September 13, 2017
One Entire Season of Baseball From the 1960s (Part 3)
(Note: Last year, I wrote "One Entire Season of Baseball From the 1970s," reviewing the 1971 season. My goal is to repeat the exercise every summer, selecting a different decade. We'll present the 1960s version Monday through Thursday this week, five teams at a time, introducing each team with salient figures from their season. Monday's entry is here and Tuesday's entry is here.)
The 1965 Awards and Postseason: The 1965 MVPs were San Francisco’s Willie Mays, who topped Sandy Koufax in the National League, and Minnesota’s Zoilo Versalles, who finished ahead of teammate Tony Oliva in the American League. There was just one Cy Young award until 1967, and Koufax won it unanimously. The Dodgers’ Jim Lefebvre and Baltimore’s Curt Blefary were Rookies of the Year, easily. Mickey Mantle won the Hutch Award, Pittsburgh’s Vern Law the Lou Gehrig Memorial Award, and Koufax the Babe Ruth Award, to name three awards you probably didn’t know about that exist to this day. There have been years in which the voters pretty clearly screwed up the voting for the major awards; 1965 was not one of them.

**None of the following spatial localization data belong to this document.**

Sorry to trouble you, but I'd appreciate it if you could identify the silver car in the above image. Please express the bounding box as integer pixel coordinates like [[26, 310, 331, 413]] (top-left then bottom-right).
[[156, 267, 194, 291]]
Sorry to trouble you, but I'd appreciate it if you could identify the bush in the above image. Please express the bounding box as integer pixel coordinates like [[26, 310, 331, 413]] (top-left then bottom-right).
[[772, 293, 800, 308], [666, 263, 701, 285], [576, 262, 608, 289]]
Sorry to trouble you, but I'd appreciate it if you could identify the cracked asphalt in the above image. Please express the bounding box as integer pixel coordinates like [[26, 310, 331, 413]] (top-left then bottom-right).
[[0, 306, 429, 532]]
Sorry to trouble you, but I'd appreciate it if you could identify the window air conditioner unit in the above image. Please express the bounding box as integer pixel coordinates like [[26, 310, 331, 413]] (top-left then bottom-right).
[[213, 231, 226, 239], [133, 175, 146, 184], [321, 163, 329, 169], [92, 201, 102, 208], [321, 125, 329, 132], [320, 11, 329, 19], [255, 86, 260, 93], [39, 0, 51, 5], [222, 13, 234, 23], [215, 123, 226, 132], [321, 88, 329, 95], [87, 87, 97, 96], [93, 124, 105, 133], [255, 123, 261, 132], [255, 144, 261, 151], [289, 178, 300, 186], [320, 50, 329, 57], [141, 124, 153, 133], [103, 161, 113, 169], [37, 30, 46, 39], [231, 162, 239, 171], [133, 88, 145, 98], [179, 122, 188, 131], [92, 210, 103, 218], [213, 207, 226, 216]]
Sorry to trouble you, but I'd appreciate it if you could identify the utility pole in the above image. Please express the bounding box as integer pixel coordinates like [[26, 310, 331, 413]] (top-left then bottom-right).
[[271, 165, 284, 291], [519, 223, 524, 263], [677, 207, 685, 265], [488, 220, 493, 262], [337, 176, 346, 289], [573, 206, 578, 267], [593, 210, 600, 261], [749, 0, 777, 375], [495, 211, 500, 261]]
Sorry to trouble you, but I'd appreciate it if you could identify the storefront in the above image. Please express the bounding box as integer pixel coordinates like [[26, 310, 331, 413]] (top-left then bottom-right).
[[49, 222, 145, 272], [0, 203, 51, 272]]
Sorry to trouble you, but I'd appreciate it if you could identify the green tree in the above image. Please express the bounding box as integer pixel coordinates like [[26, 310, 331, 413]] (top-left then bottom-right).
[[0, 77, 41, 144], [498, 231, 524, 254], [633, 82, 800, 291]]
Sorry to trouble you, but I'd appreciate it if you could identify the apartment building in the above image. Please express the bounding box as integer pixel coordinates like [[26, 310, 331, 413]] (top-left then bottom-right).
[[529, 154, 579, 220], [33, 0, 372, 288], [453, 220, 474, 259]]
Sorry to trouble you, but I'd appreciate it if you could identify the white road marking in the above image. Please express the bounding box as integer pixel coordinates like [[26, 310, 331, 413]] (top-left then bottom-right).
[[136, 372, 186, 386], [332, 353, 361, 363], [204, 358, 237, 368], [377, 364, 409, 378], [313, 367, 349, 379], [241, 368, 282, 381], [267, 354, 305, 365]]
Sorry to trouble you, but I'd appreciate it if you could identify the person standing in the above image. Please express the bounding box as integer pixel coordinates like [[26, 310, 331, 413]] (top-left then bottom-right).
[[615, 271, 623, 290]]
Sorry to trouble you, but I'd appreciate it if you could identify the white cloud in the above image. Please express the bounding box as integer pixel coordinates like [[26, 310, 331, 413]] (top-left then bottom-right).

The Dodgers won the 1965 World Series, 4-3. Minnesota won the first two games at home, 8-2 and 5-1. The Dodgers won their three games at Dodger Stadium by a combined 18-2. The Twins took the sixth game, 5-1, to tie the series. In the seventh game, Koufax allowed three hits and three walks, striking out 10, in pitching a shutout to win 2-0. Koufax didn’t pitch in the first game of the series, which conflicted with Yom Kippur. (Koufax pitched the next day, giving up two runs in six innings in a 5-1 Dodger loss, but pitched shutouts in Games 5 and 7.) Don Drysdale started the first game in his place, and allowed seven runs in 2 2/3 innings, prompting him to supposedly say to manager Walter Alston after the game, “Hey, skip, bet you wish I was Jewish today too.”
The American League Second Division
10. Kansas City Athletics, 59-103: 378. A’s relievers made 378 appearances in 1965, by far the most in the majors. Washington was second with 327. (Frame of reference: Every team this year has used more than 400.)
You might assume that Kansas City had poor starting pitchers, and you’d be right. Red Sox starters allowed the most runs per start in the league, 4.88, but the A’s were second at 4.66. A’s starters allowed the highest ERA, 4.30; allowed the highest DRA, 5.30; pitched the fewest innings per start, 5.5; had the fewest quality starts, 74; had the lowest average Game Score, 49; bequeathed by far the most runners, 271; got the fewest strikeouts, 13.3 percent of batters faced; and allowed the highest OPS, .744.